Where does work finish and sex begin? This question will be argued in the High Court because of an injury compensation claim against her Government employer, brought by a public servant injured during a sex act while on a job out of town.
Brisbane compensation lawyer Mark O’Connor says the case is unlikely to open the floodgates to similar claims but he expects the Court to answer a vexed question for employers- what is their liability if staff are injured while on assignment out of town?
The federal government's workplace injury insurer , Comcare, has been granted leave to seek a High Court ruling whether an injury suffered by an employee on a business trip while having sex in her hotel room arose ‘in the course of her employment’.
The case relates to an incident in 2007 when a woman was sent out of town for work reasons. While there she and a male friend returned to her motel room after work and had sex, during which a glass light fitting above the bed was pulled off its mount and fell onto her face, injuring her. She lodged a compensation claim but it was refused. She took the case to the Federal Court.
Mr O’Connor, a Director of Brisbane law firm Bennett and Philp Lawyers, said the issue had drawn national attention because the Federal Court had found in the woman’s favour last year, effectively stating the woman’s injuries could be classed as incurred while she was engaged in the course of her employment.
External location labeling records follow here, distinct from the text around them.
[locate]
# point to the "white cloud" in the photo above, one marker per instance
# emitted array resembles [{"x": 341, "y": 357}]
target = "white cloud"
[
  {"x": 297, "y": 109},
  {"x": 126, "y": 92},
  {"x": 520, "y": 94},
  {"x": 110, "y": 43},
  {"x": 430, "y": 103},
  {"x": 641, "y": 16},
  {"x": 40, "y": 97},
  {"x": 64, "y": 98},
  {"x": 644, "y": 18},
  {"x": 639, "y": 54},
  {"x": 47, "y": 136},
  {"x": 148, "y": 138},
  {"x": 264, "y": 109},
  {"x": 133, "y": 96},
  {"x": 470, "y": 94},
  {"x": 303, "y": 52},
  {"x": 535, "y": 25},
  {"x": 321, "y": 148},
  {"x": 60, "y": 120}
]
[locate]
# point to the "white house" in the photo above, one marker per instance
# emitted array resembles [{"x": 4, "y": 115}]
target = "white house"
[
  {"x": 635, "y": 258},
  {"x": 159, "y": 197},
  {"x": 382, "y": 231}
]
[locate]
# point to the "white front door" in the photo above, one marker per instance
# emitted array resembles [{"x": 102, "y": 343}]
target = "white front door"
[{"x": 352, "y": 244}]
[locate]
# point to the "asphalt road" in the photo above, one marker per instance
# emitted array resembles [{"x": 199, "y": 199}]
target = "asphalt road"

Comcare appealed unsuccessfully last December but has now won the right to take the matter to the High Court.
Mr O’Connor said the wider issue was where does an activity cease to be employment related when on a business trip?
The headlines in this issue were because the injury occurred during sex, but if the injury had happened having a fall in the hotel bathroom, would the initial compensation claim have been denied?
He said the claim was the first time he had heard of an employee on a work trip, holding her employer liable for injuries sustained while having sex during a work trip away.
“The Federal Court view seemed to be that if you are assigned to work away from home, then your workers compensation cover should include the routine and normal aspects of life. Sexual activity would be considered part of that.
“I am surprised it’s going to the High Court though but I’m sure employers will be looking closely at the findings as the decision could have implications for employers sending staff on out of town assignments.
“In effect it means if you are on a business trip and are injured during a lawful activity, then you are covered,” he said.
“It’s no different from slipping in the shower or falling down the stairs. The Court is saying a “life incident” is covered and sex is a normal part of life.
“Some employers might argue they should not be held liable for injuries due to sex sessions in out of town motels outside working hours, but the legal principles being upheld here are very clear,” Mr O’Connor said.
“Someone sent out of town for work reasons can claim WorkCover benefits if they are injured while away. In this case the government insurer denied a claim because it believed an injury during sex could not be justified as work- related. Everyone is watching the High Court for its decision,” he said.